Дым встал над рейдом стеной – чёрной, плотной, рабочей. Гремели брашпили: часть кораблей снималась с якорей, часть готовилась дать ход прямо со шпринга. На «Полтаве» машинная вахта удвоена с ночи, пары – во всех котлах с четырёх утра: дед-механик, как выяснилось, ещё затемно объявил своим, что «после такой ночи жди гостей к обеду», и оказался точнее половины штабов.
Начальника эскадры на флагмане не было.
Это я знал из книг, и это подтвердил семафор: Старк с утра убыл с докладом к наместнику – война войной, а доклад по форме. Возвращался он, по моим книгам, к самому началу боя, под огнём поднимаясь на «Петропавловск» с катера. История тут шла по своим рельсам, и менять её было некому и некогда.
– Дымы – счёт! – потребовал я у марса.
– Шестнадцать! Идут строем, вашбродь! Головным – двухтрубный!
Шестнадцать вымпелов. Главные силы. Головным – «Микаса».
Странное это было чувство – смотреть на них в трубу. Три месяца они существовали для меня как строки справочника: водоизмещение, узлы, дюймы брони. Теперь строки справочника шли через горизонт развёрнутым строем, дымя на полнеба, и собирались убивать лично меня. К этой перемене жанра я, как выяснилось, готов не был. Никто не бывает.

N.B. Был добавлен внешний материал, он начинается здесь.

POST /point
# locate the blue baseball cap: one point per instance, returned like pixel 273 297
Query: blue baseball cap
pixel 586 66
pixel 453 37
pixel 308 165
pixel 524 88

Я опустил трубу и оглядел свой корабль. Сеть убрана по-походному – Лутонин распорядился ещё до тревоги, на ходу с бородой не повоюешь. Расчёты у орудий, башни провёрнуты, дальномерщики на местах. Люди после бессонной ночи были серые, как палуба, и злые той правильной злостью, которая в бою лучше свежести. По палубе, между расчётами, прошёл с обходом Лобов – без всякого дела, просто прошёл, по-хозяйски оглядывая каждого, и после его прохода спины у людей делались ровнее. Михеев возник у мостика с фляга́ми горячего чая для дальномерщиков – опять никем не посланный, опять вовремя. Корабль был готов не по писаному: по-настоящему, всем своим многосотенным телом, от киля до клотика.
Лутонин на мостике распоряжался уборкой сети, когда я поднялся с докладом о готовности противоминной артиллерии – теперь уже смешной, мелкокалиберной заботы: на нас шли не миноносцы.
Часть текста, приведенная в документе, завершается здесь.